Глаза Монмартика погрустнели.

– Есть причина.

– Ты можешь мне рассказать?

Женя задумался.

– Собственно, почему бы и нет, – он присел на край стола. – Я однажды имел глупость устроить мини-выставку в актовом зале школы. Карапетовне кто-то донес о моих работах, и та попросила их показать. А когда я принес кое-что из графики и скульптуры, она поохала, поахала и раскрутила меня на персональную выставку. Если быть до конца честным, ей это не составило особого труда – я был зелен, наивен и честолюбив…

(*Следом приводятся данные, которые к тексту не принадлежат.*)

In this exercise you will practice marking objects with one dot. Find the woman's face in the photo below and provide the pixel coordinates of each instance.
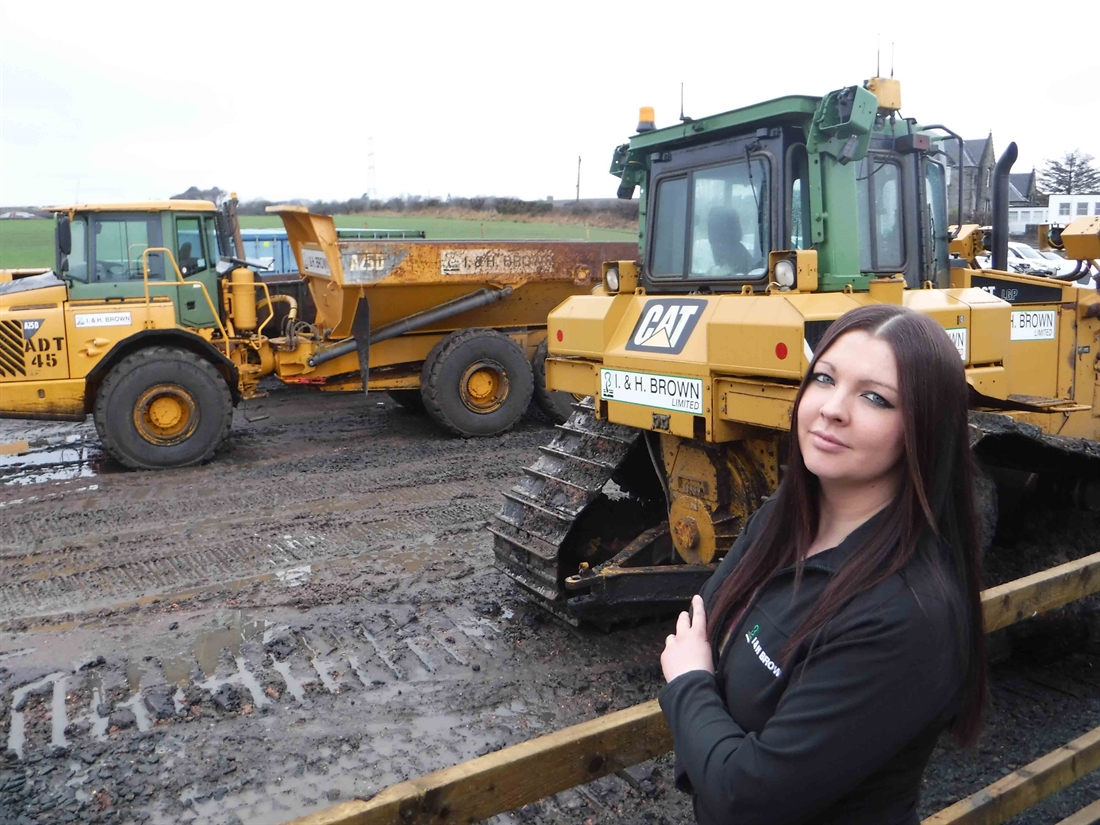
(848, 422)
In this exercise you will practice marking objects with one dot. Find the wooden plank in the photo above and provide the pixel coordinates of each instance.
(1022, 789)
(1088, 815)
(538, 768)
(14, 448)
(1044, 591)
(513, 777)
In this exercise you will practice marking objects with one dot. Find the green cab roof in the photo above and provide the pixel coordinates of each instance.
(792, 107)
(142, 206)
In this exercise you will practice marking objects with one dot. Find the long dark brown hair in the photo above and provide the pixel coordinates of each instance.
(932, 518)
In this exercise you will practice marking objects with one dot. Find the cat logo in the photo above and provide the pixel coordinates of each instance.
(666, 325)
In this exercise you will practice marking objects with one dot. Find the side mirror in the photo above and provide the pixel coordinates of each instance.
(64, 235)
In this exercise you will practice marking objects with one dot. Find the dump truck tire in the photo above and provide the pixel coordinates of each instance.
(476, 382)
(410, 399)
(163, 407)
(554, 405)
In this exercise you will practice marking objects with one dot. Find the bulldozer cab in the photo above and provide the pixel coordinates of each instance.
(840, 175)
(109, 249)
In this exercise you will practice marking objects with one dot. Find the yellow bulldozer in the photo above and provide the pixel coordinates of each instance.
(154, 321)
(759, 227)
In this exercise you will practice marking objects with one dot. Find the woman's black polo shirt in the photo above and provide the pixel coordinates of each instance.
(838, 736)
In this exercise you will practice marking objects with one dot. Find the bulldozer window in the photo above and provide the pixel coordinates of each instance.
(798, 209)
(669, 228)
(119, 245)
(730, 221)
(881, 242)
(729, 216)
(189, 239)
(211, 230)
(935, 195)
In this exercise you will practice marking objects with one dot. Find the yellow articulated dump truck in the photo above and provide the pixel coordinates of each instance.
(153, 321)
(759, 228)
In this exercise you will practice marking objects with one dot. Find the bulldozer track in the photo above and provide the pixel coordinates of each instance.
(534, 527)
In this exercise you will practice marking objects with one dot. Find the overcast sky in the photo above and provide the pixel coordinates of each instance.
(113, 100)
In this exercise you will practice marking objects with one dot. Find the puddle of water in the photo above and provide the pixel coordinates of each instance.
(98, 723)
(207, 648)
(413, 562)
(56, 462)
(295, 576)
(134, 674)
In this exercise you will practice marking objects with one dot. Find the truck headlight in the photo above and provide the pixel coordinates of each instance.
(784, 273)
(611, 279)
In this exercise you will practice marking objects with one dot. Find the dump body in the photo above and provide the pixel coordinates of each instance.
(406, 277)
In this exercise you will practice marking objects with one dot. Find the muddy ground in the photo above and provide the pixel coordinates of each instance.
(316, 615)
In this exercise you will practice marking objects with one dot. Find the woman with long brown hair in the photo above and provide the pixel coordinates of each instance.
(842, 634)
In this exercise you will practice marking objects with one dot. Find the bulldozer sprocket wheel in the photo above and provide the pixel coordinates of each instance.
(536, 532)
(554, 405)
(476, 382)
(163, 407)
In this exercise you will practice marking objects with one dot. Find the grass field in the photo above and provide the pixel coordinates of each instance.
(31, 243)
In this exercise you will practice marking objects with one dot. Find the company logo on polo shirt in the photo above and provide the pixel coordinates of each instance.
(666, 325)
(758, 649)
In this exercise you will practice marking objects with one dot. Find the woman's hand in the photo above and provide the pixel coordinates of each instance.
(689, 648)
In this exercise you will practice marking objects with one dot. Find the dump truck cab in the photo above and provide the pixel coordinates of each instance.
(109, 246)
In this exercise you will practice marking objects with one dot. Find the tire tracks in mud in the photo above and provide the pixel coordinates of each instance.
(289, 493)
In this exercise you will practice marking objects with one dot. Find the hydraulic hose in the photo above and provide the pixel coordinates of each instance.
(292, 312)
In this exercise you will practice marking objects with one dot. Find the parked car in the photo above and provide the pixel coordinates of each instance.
(1064, 266)
(1029, 260)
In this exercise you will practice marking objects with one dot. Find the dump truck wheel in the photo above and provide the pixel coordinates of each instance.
(554, 405)
(476, 382)
(163, 407)
(410, 399)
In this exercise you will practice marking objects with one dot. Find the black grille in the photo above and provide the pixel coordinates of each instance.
(11, 349)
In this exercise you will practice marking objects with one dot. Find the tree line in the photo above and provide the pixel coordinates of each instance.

– …А сейчас умудрен жизненным опытом и замучен славой.

Монмартик не принял шутку.

– Я больше не мечу бисер перед свиньями. И не ищу признания в широких народных массах. Я должен стать лучшим среди профессионалов, а не чемпионом среди недорослей и недоучек.

«Он смеялся над славою бренной,

Но хотел быть только первым».

– Так что с твоей выставкой? Она провалилась?

– Она состоялась. Я принес лучшее, что у меня на тот момент было. Правда, экспонаты прошли предварительную цензуру, и пару, на мой взгляд, наиболее удачных отбраковали из соображений морали. Копии Родена и Кановы, которые ты видела у меня дома. Все было не случайно – директриса ожидала комиссию из министерства. Но выставка просуществовала ровно один день. На следующее утро несколько работ оказались изгажены. Чернилами, фломастерами по-свински разрисованы, искалечены, изнасилованы. Женскую скульптуру изувечили под Венеру Милосскую. Но что меня совершенно убило – на выставку, которую накануне почти все проигнорировали, теперь сбежалось полшколы. Они смеялись. Их это забавляло. Я срывал и тут же рвал листы, уже не глядя, измалеваны они или сохранили невинность. Я бил подряд все скульптуры. А они, столпившиеся вокруг, ржали все больше и больше.